Vidal aponta que a violência psicológica é a mais perceptível nesses casos. “A mulher passa por situações em que é forçada a tentar amar aquela criança, a cuidar dela, ficar com ela. Isso é um tipo de coerção. Essa mulher é geralmente colocada em uma sala de espera com famílias que esperam um bebê desejado, e isso causa uma grande confusão emocional, uma pressão psicológica muito forte”, mostra.
A doula acrescenta ainda que casos de divulgação de dados, como o que ocorreu com Klara Castanho, podem acontecer também com pessoas anônimas; no entanto, não é possível quantificar essas incidência por falta de dados. “Acontece em casos de aborto, então certamente acontece em casos de entrega voluntária. Esse vazamento é feito com vontade de culpabilizar a atitude que a mulher”, diz Vidal.
Ela acrescenta que essa divulgação de dados impacta não apenas a mulher, mas também a família que vai receber aquela criança. “É uma situação de extrema violência psicológica”.

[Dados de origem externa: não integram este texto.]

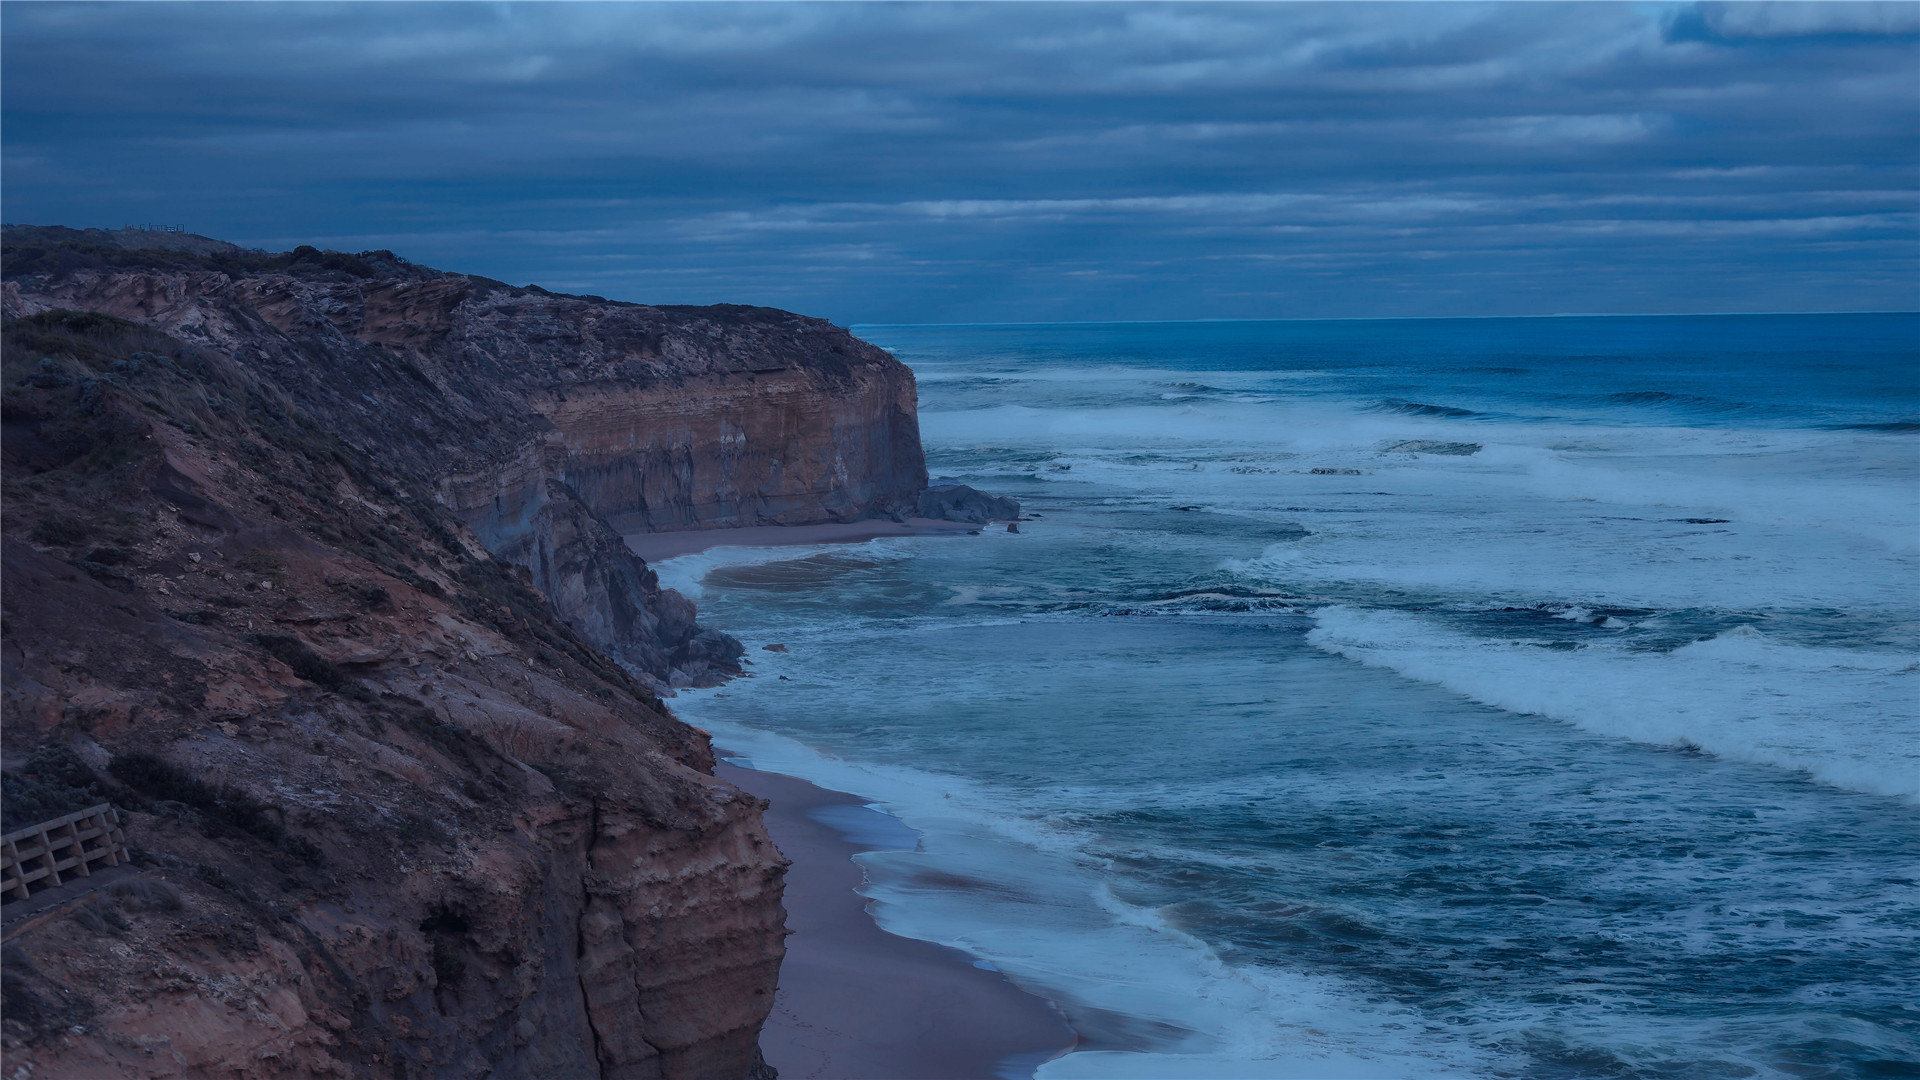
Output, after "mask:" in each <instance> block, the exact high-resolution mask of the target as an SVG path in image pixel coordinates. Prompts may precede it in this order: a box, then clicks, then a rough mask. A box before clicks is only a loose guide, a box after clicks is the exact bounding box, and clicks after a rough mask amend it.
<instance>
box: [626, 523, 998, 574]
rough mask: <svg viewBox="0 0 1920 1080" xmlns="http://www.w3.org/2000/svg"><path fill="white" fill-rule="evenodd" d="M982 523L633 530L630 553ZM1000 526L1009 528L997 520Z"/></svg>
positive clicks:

Nos casos de entrega voluntária, a pressão acontece no pós-parto, quando os profissionais tentam obrigar a mulher a olhar para o bebê. “Se ela não quer ver aquele bebê é porque há uma série de motivos que a levaram a isso. Olhar para a criança é uma situação dolorosa, doída, e acontece só porque o profissional ‘acha’ que a mulher deve olhar. Nós não temos que achar nada. Temos que nos colocar ao lado daquela mulher e deixar nossas convicções de lado”, pontua Cossich.
Acolhimento é necessário
Vidal afirma que, em rodas de conversa, é comum ouvir que as mulheres esquecem tudo o que acontece no parto e que precisam ser lembradas de alguns momentos; mas, quando há uma violência obstétrica, o parto fica marcado para sempre. A violência pode sobrepor os momentos felizes, acrescenta a Doula.
"Quando a gente fala de uma mulher que está entregando esse bebê, por exemplo, ela só vai ficar com a parte negativa. É uma herança da violência do pré-natal, do parto e do pós-parto”, diz.
Os casos de interrupção de gravidez e de entrega voluntária de uma bebê gerado devido a um estupro já é, por si só, dolorosa. Por isso, Vidal e Cossich afirmam que todo atendimento deve contar com acolhimento e conforto. “É um momento de ter muita empatia, não piadinhas e nem sorrisinhos. O profissional precisa fazer todo um ritual e estar ao lado daquela mulher para que ela não seja novamente violentada. Muitas mulheres saem chorando do procedimento, não por arrependimento, mas por toda situação. Nunca é algo tranquilo”, diz a obstetrícia.
Vidal defende ainda que as necessidades e desejos da mulher sejam atendidas, desde o respeito ao tempo do parto até prover um espaço privativo para que ela possa processar as emoções de forma privada. “É preciso que esse tema seja mais debatido. Ninguém passa por nada disso com o objetivo de ferir alguém, mas de fazer o que acha certo. É preciso que todos os núcleos responsáveis se unam, conversem e debatam para chegarmos no melhor denominador comum que favoreça mulheres nessas situações”, finaliza a doula.